Willie Walsh, Chief Executive of IAG – International Airline Group, the parent company of British Airways – says there are already plans to create a facility to make aviation grade kerosene for use in their jet airliners from domestic wastes. Even though the spot price of crude oil has now dropped from 110 US dollars per barrel at the start of 2014 to around 85 US dollars per barrel at present, the British Airways kerosene manufacturing plant that will open around 2017 will still be cost competitive with crude oil sourced aviation grade kerosene even if the spot price of crude oil falls to around 50 US dollars per barrel. 

Tuesday, October 7, 2014

Mainland China: The Private Jets Industry’s Undiscovered Country?

Despite the pessimistic future outlook by leading economic pundits, is this country with the fastest growing billionaires still the private jets / executive jets industry’s “undiscovered country?

By: Ringo Bones 

Even though leading economic pundits still paint a pessimistic outlook when it comes to The People’s Republic of China’s future annual economic growth rate by saying it can no longer do a repeat of the economic prosperity that it experienced during the first decade of the 21st Century, the country is still well known for having the fastest growing number of billionaires – which Ali Baba’s Jack Ma is a good example. But believe it or not, Mainland China still doesn’t have a private jets / executive jets industry providing its still growing population of billionaires, thus – inexplicably – making the country an “undiscovered country” when it comes to private jets.

In a BBC interview back in September 14, 2014 of Robert Molsbergen, the Chief Operating Officer of the Warren Buffett owned NetJets already has plans to establish a private jets / executive jets business in Mainland China given that nobody else has done it yet.

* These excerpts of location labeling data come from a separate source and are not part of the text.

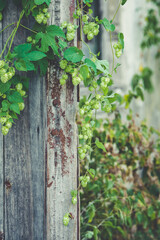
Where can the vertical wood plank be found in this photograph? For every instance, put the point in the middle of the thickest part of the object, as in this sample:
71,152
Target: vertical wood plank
1,166
24,158
37,120
62,142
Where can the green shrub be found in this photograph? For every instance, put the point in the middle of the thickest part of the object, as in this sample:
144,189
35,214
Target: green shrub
122,201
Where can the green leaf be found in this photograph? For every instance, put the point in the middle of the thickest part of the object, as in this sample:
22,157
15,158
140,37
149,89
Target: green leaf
24,57
2,4
139,217
100,145
4,87
3,114
140,93
20,65
48,39
62,44
91,64
135,81
5,105
73,54
74,193
15,108
35,56
91,213
13,115
39,2
92,172
102,66
123,2
28,5
106,106
15,97
84,70
121,39
108,25
89,235
43,66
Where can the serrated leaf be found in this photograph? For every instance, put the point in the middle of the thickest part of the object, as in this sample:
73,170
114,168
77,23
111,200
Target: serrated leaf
74,193
3,114
39,2
135,81
102,66
92,172
91,64
43,66
84,70
15,97
28,5
5,105
35,56
108,25
24,57
48,39
91,213
15,108
20,65
13,115
62,44
4,87
123,2
2,4
140,93
121,40
73,54
100,145
106,106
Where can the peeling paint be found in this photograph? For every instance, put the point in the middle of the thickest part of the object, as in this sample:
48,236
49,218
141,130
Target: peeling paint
72,9
1,236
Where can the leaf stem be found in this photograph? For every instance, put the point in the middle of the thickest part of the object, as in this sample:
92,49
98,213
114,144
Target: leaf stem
28,28
110,35
7,42
18,23
7,27
116,11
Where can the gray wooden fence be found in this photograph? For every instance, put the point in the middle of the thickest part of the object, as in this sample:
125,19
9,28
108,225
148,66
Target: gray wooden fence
38,158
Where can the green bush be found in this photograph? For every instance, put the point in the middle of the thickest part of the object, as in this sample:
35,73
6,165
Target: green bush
122,201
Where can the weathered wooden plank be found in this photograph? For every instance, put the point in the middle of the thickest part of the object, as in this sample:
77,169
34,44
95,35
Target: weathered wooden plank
24,160
1,165
62,143
37,119
18,201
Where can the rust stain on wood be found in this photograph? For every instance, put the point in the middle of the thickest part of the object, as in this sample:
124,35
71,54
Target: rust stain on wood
49,184
72,9
8,184
60,138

NetJets had recently negotiated with local Mainland Chinese business partners which only suggest the company’s seriousness to establish a private jets / executive jets industry / service to the still untapped region. Even though there are still fears that foreign companies are still not treated evenhandedly by the monolithic Beijing communist party, the burgeoning Mainland China’s richest 1 percent is just too tempting to ignore. 

Mainland Chinese billionaires or not, air travel is projected to increase by 5.7 percent throughout Asia by 2017 according to an assessment made by the International Air Transport Association – IATA – back in 2013, so even if the private jets / executive jets demand plateaus, Warren Buffett’s NetJets could diversify into a bespoke high-end airline that caters to Asia’s millionaires by providing a 1950s style service to those who can afford it. The whole of Asia could be the global aviation industry’s fastest growing sector.